[SOLVED] Home Network Storage suggestions

Adrianime

Distinguished
May 29, 2013
132
0
18,680
Hello,

I am hoping to get some suggestions for long-term home network storage.

I currently have a LinkSys WRT1900 AC router with an unused USB 3.0 port and an unused USB/esata port.

This is my general use case:
-Transfer up to 100 GB to this drive every 6 months. This amount is completely variable, but 100 GB is a pretty good estimate for a max.
-Transfer likely to happen on only a few separate occasions. Anywhere from once per 6 months to 24 times per 6 months, likely the former.
-Copy data from drive only as needed. Likely at less than 10% the volume and frequency that data is added to the drive.
-Data will likely never be deleted from this drive.
-NOT interested in cloud storage, or remote access.
-Desiring a solution with maximum lifetime (probably constrained to HDD due to price). Transfer rate is secondary.
-Considering redundancy as Ideally everything transferred to this drive will be available for 60+ years in some form.

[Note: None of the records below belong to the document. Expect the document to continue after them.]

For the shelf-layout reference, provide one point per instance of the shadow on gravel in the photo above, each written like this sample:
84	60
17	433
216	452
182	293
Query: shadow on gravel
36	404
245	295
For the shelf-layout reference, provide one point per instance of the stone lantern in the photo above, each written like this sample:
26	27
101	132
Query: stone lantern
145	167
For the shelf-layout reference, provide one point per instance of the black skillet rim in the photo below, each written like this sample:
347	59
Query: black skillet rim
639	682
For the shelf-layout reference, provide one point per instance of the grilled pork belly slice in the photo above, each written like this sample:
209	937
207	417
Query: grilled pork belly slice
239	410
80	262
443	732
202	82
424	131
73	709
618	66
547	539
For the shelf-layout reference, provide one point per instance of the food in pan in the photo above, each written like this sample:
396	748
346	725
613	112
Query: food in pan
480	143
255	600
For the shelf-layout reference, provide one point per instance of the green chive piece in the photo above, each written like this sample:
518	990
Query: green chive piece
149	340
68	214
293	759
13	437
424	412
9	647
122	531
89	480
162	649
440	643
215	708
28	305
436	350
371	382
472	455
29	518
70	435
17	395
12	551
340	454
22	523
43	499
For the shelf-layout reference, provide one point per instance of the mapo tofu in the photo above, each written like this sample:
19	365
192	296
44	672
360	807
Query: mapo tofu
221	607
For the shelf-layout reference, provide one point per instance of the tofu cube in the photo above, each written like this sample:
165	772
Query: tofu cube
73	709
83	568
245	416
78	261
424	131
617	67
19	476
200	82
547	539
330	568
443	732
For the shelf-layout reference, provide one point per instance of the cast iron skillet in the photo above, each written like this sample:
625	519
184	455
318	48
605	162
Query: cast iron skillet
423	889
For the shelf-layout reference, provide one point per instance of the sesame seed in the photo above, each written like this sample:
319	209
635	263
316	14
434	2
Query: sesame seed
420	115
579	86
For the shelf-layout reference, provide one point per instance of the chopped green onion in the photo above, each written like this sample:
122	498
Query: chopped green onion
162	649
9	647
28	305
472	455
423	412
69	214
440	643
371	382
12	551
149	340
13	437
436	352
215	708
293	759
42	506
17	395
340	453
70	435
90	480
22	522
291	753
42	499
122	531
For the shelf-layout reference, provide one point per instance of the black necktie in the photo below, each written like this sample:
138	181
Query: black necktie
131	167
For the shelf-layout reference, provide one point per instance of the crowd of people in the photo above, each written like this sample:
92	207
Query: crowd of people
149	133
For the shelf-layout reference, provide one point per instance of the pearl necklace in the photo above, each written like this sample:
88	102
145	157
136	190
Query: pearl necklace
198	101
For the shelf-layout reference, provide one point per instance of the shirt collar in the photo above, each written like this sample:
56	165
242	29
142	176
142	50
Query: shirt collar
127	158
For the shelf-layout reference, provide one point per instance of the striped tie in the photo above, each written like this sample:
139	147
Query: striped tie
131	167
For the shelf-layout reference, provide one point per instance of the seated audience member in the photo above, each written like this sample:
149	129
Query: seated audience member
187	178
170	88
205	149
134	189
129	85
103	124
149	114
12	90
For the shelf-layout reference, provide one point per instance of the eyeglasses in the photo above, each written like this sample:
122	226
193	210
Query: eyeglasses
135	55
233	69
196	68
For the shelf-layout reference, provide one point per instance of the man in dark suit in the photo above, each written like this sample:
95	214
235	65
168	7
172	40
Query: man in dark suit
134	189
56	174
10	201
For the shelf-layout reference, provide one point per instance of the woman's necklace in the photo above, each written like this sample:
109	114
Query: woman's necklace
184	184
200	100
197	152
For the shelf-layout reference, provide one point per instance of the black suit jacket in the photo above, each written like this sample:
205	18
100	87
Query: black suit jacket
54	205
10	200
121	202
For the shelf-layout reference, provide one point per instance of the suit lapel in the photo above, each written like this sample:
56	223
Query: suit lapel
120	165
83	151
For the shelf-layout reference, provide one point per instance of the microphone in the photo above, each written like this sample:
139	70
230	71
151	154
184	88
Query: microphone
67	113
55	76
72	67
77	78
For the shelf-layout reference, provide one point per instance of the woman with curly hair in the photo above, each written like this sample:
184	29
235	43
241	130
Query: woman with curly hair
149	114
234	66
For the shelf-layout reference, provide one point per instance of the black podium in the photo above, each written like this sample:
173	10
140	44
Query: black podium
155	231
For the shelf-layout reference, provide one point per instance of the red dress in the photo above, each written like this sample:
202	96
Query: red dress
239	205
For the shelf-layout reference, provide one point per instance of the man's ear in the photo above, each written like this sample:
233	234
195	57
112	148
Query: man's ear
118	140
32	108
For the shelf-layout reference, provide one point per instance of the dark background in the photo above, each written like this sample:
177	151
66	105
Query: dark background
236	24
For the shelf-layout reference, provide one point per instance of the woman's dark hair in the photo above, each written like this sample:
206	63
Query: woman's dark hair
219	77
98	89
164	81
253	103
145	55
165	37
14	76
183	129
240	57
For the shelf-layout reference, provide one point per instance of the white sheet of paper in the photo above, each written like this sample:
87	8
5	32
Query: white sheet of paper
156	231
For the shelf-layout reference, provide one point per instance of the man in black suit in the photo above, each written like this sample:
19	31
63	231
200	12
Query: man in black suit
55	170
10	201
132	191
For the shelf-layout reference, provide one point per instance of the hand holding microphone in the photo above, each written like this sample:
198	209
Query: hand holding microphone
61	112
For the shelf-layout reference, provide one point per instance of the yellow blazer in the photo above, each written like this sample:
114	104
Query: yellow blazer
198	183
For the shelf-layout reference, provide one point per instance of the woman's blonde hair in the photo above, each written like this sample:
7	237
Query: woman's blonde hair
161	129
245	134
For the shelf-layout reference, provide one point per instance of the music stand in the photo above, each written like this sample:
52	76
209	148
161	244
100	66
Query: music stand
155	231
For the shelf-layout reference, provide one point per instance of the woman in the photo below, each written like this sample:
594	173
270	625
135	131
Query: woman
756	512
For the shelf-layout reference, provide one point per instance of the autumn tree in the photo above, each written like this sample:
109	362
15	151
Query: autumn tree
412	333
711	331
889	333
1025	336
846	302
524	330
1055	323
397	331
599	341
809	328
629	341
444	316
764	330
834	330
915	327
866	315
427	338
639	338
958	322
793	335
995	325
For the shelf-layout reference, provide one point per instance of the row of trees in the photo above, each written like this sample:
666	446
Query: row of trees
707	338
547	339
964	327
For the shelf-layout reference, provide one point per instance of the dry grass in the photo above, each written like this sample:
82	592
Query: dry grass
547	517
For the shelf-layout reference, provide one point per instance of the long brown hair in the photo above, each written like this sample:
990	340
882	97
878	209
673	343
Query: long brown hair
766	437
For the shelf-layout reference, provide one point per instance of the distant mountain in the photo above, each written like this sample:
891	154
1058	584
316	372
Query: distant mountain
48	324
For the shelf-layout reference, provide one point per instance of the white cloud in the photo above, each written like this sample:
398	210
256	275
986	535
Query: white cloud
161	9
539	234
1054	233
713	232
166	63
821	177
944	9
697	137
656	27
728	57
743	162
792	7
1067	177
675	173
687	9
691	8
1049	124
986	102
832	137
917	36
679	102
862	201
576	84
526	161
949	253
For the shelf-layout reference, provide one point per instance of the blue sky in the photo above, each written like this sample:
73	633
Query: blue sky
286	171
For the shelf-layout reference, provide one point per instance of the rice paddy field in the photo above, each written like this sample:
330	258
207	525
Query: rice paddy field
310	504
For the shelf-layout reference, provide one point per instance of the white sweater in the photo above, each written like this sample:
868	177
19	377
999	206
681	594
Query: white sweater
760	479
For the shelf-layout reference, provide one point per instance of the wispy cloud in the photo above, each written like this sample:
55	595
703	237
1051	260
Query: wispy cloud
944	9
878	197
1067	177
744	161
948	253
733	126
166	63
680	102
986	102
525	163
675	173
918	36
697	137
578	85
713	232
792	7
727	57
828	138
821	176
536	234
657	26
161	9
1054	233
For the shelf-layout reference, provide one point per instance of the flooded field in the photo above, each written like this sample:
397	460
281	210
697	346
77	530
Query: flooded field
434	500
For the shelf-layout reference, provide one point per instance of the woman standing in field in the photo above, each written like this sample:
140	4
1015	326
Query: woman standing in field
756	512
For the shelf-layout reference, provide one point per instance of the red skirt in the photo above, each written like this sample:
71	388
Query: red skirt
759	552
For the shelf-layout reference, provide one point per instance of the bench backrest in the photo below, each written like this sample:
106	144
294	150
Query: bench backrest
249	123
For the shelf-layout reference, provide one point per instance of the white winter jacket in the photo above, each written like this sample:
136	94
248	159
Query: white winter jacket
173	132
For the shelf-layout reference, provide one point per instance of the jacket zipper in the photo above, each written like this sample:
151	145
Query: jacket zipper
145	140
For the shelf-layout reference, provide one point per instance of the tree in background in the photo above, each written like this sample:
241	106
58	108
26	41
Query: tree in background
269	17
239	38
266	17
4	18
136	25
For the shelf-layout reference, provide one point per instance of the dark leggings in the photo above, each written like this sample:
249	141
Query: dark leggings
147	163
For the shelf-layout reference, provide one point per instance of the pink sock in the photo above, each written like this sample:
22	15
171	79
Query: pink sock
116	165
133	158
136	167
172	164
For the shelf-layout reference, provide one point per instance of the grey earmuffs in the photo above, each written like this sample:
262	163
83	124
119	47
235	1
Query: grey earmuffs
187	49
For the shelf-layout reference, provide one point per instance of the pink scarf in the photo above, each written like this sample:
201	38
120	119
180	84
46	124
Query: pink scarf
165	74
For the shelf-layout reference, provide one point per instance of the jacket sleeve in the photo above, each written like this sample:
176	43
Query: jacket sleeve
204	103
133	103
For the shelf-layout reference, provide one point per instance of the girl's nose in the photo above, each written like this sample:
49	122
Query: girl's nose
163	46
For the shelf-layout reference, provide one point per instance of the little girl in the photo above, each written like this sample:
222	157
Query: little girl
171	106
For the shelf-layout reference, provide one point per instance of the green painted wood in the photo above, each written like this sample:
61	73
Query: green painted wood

In a different thread I saw this drive: https://www.newegg.com/seagate-model-sthp5000400-5tb/p/1Z4-002P-00VD0?Item=1Z4-002P-00VD0 Seems like a good starting point for investigation.

Appreciate the help. Thank you for anybody who has input.
 
Solution
"Never want to lose" = Multiple locations.
Basically, 3-2-1.
3 copies, 2 different device types, at least 1 offsite.

My basic situation is:
PC's back up to the NAS every night. Incremental or Differential.
The whole NAS is backed up to another storage set in the house once a week.
All critical data also lives on a drive that is offsite, updates every couple of months.

That drive is fine, just make sure you're able to detect the storage device on your router's webpage.

If you hooked it up directly to your computer though it would probably have dedicated software that could set up reoccurring backups of specified folders.
 

USAFRet

Titan
Moderator
USB drive access through the router USB port is iffy.
Some work better than others.

Much better to just connect a USB drive to the PC, rather than through the router.

What type of data is this?
Manual selection and copy, or something a bit more automated?


-Considering redundancy as Ideally everything transferred to this drive will be available for 60+ years in some form.
"60+ years" ?
Details, please. Whatever drive or storage device you use today will NOT be usable in the year 2080.
 

Adrianime

Distinguished
May 29, 2013
132
0
18,680
USB drive access through the router USB port is iffy.
Some work better than others.

Much better to just connect a USB drive to the PC, rather than through the router.

What type of data is this?
Manual selection and copy, or something a bit more automated?



"60+ years" ?
Details, please. Whatever drive or storage device you use today will NOT be usable in the year 2080.
Types of data will be primarily large video files (500MB-1GB), and pictures. A small amount of small docs/files as well.

The transfer process will likely be manual. If I set up any backups or redundancy then that would be automated.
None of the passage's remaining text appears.